Het Openbaar Ministerie probeert DNA-materiaal te verzamelen van Nederlandse jihadisten die in Irak en Syrië om het leven zijn gekomen. Dat heeft het OM donderdag bevestigd na berichtgeving in NRC Handelsblad. Het OM wil met zekerheid kunnen vaststellen wie van de jihadisten zijn overleden. Dit in verband met de strafrechtelijke onderzoeken naar de jihadgangers. Ook kan met een DNA-match onzekerheid worden weggenomen bij achtergebleven familieleden.
Volgens een woordvoerder zal het niet altijd makkelijk zijn om het DNA-materiaal veilig te stellen. Maar bij één Nederlandse jihadist is het al gelukt. Dat was bij Sultan Berzel uit Maastricht. De jongen van 19 blies zichzelf vorig jaar op bij een politiebureau in de Iraakse hoofdstad Bagdad.
Het OM wil nu ook proberen DNA te vergaren van Nederlanders die zijn omgekomen bij Kobani.
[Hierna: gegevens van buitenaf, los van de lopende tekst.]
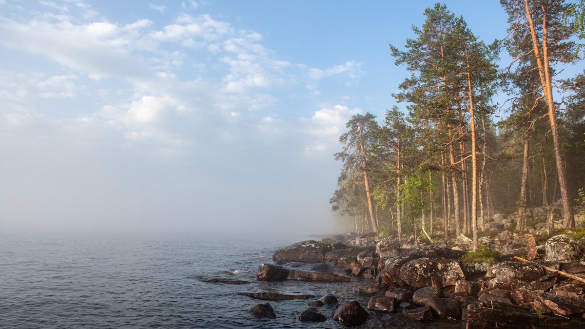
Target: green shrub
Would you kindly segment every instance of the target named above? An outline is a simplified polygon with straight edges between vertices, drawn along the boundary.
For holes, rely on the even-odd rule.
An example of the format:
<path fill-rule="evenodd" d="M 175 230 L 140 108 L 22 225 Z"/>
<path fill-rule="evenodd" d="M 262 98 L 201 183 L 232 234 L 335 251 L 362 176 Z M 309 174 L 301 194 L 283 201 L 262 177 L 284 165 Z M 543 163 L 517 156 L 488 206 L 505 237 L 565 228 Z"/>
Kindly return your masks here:
<path fill-rule="evenodd" d="M 468 251 L 461 257 L 464 262 L 495 263 L 500 254 L 497 251 L 491 250 L 487 246 L 479 245 L 477 251 Z"/>

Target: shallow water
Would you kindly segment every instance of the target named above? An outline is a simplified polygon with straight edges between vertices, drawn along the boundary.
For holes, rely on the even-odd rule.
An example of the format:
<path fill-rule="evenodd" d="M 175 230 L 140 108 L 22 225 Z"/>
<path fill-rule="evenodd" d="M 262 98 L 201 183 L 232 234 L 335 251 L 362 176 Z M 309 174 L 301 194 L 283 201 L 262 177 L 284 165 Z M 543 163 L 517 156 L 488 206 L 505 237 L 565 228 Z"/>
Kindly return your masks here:
<path fill-rule="evenodd" d="M 324 323 L 296 320 L 308 300 L 269 302 L 277 318 L 258 320 L 247 310 L 267 301 L 236 293 L 273 289 L 314 294 L 340 301 L 369 298 L 347 283 L 255 281 L 255 272 L 272 253 L 292 241 L 145 238 L 121 235 L 0 234 L 0 327 L 9 328 L 333 328 L 332 306 L 319 311 Z M 235 285 L 205 283 L 205 276 L 252 281 Z M 363 328 L 463 328 L 460 321 L 421 324 L 400 313 L 370 312 Z M 383 318 L 384 318 L 383 319 Z"/>

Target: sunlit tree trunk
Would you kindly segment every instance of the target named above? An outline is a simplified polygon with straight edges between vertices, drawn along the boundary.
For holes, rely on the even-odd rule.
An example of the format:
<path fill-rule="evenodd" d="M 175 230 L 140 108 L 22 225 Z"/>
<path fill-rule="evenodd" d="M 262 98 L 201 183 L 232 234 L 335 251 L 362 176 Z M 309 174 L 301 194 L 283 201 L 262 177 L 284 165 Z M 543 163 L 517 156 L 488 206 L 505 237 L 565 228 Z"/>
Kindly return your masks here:
<path fill-rule="evenodd" d="M 546 9 L 542 6 L 542 57 L 538 45 L 536 32 L 535 30 L 534 22 L 532 15 L 528 6 L 528 0 L 524 0 L 526 16 L 528 19 L 530 26 L 530 35 L 532 38 L 532 55 L 536 60 L 538 67 L 538 74 L 541 78 L 541 84 L 544 94 L 545 100 L 548 107 L 549 121 L 550 123 L 550 131 L 552 135 L 553 144 L 555 146 L 555 157 L 556 160 L 556 171 L 559 179 L 559 185 L 560 188 L 560 196 L 563 200 L 563 215 L 565 217 L 565 227 L 575 227 L 575 220 L 573 214 L 573 205 L 569 200 L 567 186 L 567 177 L 565 172 L 564 162 L 560 149 L 560 142 L 559 138 L 558 126 L 556 122 L 556 115 L 555 113 L 555 104 L 552 99 L 552 84 L 550 81 L 550 71 L 549 68 L 548 45 L 547 44 L 548 31 L 546 27 Z"/>

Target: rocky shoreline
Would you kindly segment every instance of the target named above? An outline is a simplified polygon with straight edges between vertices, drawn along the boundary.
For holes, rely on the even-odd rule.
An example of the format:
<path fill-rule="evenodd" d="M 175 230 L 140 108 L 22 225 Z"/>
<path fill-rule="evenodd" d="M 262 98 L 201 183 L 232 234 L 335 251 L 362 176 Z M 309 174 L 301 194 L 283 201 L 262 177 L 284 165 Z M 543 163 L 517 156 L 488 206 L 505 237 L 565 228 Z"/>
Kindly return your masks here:
<path fill-rule="evenodd" d="M 382 312 L 421 321 L 456 319 L 467 328 L 585 327 L 585 280 L 578 280 L 585 278 L 581 240 L 559 235 L 538 246 L 534 237 L 504 231 L 480 241 L 485 248 L 500 252 L 490 263 L 462 260 L 470 248 L 464 235 L 427 244 L 415 244 L 412 237 L 351 233 L 278 250 L 274 263 L 262 264 L 256 276 L 264 282 L 350 282 L 360 278 L 376 282 L 377 289 L 367 293 L 367 305 L 353 300 L 338 304 L 335 296 L 323 296 L 299 310 L 301 321 L 332 317 L 358 325 L 367 321 L 370 313 Z M 513 258 L 518 255 L 538 260 Z M 363 292 L 356 293 L 363 296 Z M 240 294 L 269 300 L 314 297 L 261 290 Z M 324 314 L 319 308 L 328 303 L 336 304 L 335 310 Z M 256 305 L 249 312 L 257 317 L 275 314 L 270 304 Z"/>

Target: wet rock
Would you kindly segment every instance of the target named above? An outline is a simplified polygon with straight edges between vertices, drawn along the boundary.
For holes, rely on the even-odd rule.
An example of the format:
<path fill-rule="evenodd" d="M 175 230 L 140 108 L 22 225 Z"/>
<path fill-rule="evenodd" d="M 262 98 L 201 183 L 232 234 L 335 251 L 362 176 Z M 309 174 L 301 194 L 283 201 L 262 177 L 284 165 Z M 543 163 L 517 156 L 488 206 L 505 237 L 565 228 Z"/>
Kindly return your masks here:
<path fill-rule="evenodd" d="M 319 306 L 322 306 L 324 305 L 323 302 L 319 300 L 309 301 L 307 303 L 307 304 L 309 306 L 312 306 L 313 307 L 319 307 Z"/>
<path fill-rule="evenodd" d="M 404 286 L 405 283 L 400 277 L 400 269 L 408 262 L 424 258 L 458 259 L 464 253 L 464 252 L 433 246 L 414 248 L 387 262 L 386 266 L 378 273 L 376 279 L 377 282 L 390 287 Z"/>
<path fill-rule="evenodd" d="M 263 281 L 283 281 L 287 275 L 288 270 L 274 264 L 262 264 L 256 270 L 256 277 Z"/>
<path fill-rule="evenodd" d="M 426 304 L 436 317 L 461 318 L 461 306 L 454 299 L 429 298 L 426 300 Z"/>
<path fill-rule="evenodd" d="M 337 298 L 332 294 L 327 294 L 319 299 L 324 304 L 337 304 L 339 301 Z"/>
<path fill-rule="evenodd" d="M 480 301 L 495 301 L 502 304 L 512 304 L 512 301 L 510 300 L 510 299 L 505 297 L 500 297 L 498 296 L 490 294 L 488 293 L 480 295 L 479 298 L 477 299 Z"/>
<path fill-rule="evenodd" d="M 577 242 L 565 234 L 555 235 L 547 240 L 545 248 L 548 262 L 571 262 L 580 257 Z"/>
<path fill-rule="evenodd" d="M 277 292 L 271 292 L 263 290 L 261 289 L 248 291 L 240 292 L 238 294 L 241 296 L 247 296 L 257 299 L 264 299 L 267 300 L 290 300 L 291 299 L 308 299 L 315 297 L 312 294 L 302 293 L 283 293 Z"/>
<path fill-rule="evenodd" d="M 467 296 L 477 296 L 481 285 L 473 281 L 460 280 L 455 283 L 455 292 L 464 292 Z"/>
<path fill-rule="evenodd" d="M 385 296 L 374 296 L 370 299 L 367 309 L 372 311 L 384 311 L 393 313 L 398 304 L 395 298 Z"/>
<path fill-rule="evenodd" d="M 269 318 L 276 318 L 276 314 L 274 313 L 274 310 L 272 309 L 272 306 L 268 303 L 254 305 L 252 309 L 248 310 L 248 313 L 258 318 L 263 317 Z"/>
<path fill-rule="evenodd" d="M 560 265 L 560 270 L 567 273 L 585 273 L 585 265 L 579 263 L 565 263 Z"/>
<path fill-rule="evenodd" d="M 520 262 L 503 262 L 497 265 L 493 283 L 495 287 L 514 290 L 542 276 L 538 265 Z"/>
<path fill-rule="evenodd" d="M 400 269 L 400 279 L 414 288 L 455 285 L 465 279 L 459 259 L 421 258 L 405 263 Z"/>
<path fill-rule="evenodd" d="M 441 289 L 438 287 L 424 287 L 414 292 L 412 301 L 417 305 L 425 305 L 425 301 L 429 298 L 441 297 Z"/>
<path fill-rule="evenodd" d="M 331 251 L 328 251 L 324 256 L 325 259 L 340 259 L 342 257 L 352 257 L 353 261 L 356 261 L 357 255 L 363 251 L 371 251 L 376 250 L 376 247 L 373 246 L 361 247 L 361 248 L 349 248 L 345 249 L 336 249 Z M 349 262 L 348 263 L 351 263 Z M 338 264 L 338 266 L 341 266 Z M 346 266 L 343 266 L 346 267 Z"/>
<path fill-rule="evenodd" d="M 433 312 L 428 306 L 412 310 L 404 309 L 402 313 L 408 318 L 417 321 L 431 321 L 433 319 Z"/>
<path fill-rule="evenodd" d="M 325 253 L 333 250 L 345 249 L 347 246 L 339 242 L 317 242 L 307 240 L 277 251 L 272 258 L 275 262 L 305 262 L 325 263 Z"/>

Die stad bij de Turkse grens is net door Koerdische strijders heroverd op Islamitische Staat.
Bijkomend voordeel is dat met het verzamelde DNA kan worden uitgesloten dat een jihadstrijder zijn dood in scène heeft gezet. Al zijn er geen aanwijzingen dat dit in de praktijk al is voorgekomen. Wat wel gebeurt, is dat jihadisten soms met valse paspoorten terugkeren.
Het OM laat verder weten dat het aantal jihadonderzoeken stijgt. Het zijn er inmiddels tussen de 50 en 60 en dat zullen er alleen maar meer worden. “We willen strafrechtelijk onderzoek doen naar jihadgangers”, aldus de woordvoerder.